#1
  1. No Profile Picture
    Contributing User
    Devshed Newbie (0 - 499 posts)

    Join Date
    Jul 2003
    Posts
    61
    Rep Power
    12

    Japanese+Regex+PHP getting Kanji characters


    Hi all,

    Been scratching my head about this all week.

    Is there a way to create a Regex statement to get all Kanji characters in Japanese? I am creating a PHP website which uses pretty URLs and would like to get this up in the URI. The only thing is that with the mb_ereg_replace() function which is a multibyte regex function it can only pick up the Hiragana and Katakana.

    http://jp2.php.net/mb_ereg_replace

    According to that, in the first example you can do that but not the Kanji. Is there a way to do it?

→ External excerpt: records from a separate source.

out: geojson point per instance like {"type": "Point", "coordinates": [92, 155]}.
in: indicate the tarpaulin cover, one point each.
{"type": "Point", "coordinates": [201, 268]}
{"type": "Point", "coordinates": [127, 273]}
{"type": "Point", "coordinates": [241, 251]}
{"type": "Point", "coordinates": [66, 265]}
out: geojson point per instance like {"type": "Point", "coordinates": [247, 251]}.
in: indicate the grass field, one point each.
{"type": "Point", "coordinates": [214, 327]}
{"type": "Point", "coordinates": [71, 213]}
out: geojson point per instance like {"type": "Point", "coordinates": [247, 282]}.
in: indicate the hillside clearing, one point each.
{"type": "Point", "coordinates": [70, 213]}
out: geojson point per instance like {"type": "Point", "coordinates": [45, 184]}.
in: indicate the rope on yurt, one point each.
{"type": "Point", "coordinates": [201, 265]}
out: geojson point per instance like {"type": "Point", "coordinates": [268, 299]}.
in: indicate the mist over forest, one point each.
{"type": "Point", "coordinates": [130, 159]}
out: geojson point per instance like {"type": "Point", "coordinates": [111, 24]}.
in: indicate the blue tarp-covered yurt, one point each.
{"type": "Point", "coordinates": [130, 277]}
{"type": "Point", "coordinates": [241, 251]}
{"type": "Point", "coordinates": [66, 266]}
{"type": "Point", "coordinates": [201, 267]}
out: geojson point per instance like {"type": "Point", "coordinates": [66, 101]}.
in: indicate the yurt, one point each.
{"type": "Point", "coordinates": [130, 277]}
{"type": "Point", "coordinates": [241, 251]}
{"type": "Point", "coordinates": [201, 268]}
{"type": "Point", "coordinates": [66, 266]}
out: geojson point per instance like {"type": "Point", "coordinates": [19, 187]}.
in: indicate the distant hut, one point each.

    Thanks a lot for your help.
  2. #2
  3. No Profile Picture
    Contributing User
    Devshed Newbie (0 - 499 posts)

    Join Date
    Jul 2003
    Posts
    61
    Rep Power
    12
    For all those having trouble I did this:

    According to the website which contains all the Japanese Unicode Lib.
    http://www.rikai.com/library/kanjita....unicode.shtml

    Code:
    Code:
    //convert japanese characters
                $url = mb_convert_kana($url, "asKHV");
          
                //remove all symbols
                //table provided at http://www.rikai.com/library/kanjitables/kanji_codes.unicode.shtml
                $pattern = '/[^\wぁ-ゔァ-ヺー\x{4E00}-\x{9FAF}_\-]+/u';
                $url = preg_replace($pattern, '+', $url);
    Just in case anyone ever needs to do this.

    The function will convert all the characters first using the mb_convert_kana function then will remove all Japanese Symbols and only leave Hiragana, Katakana and Kanji.

    Hope this helps anyone having this problem.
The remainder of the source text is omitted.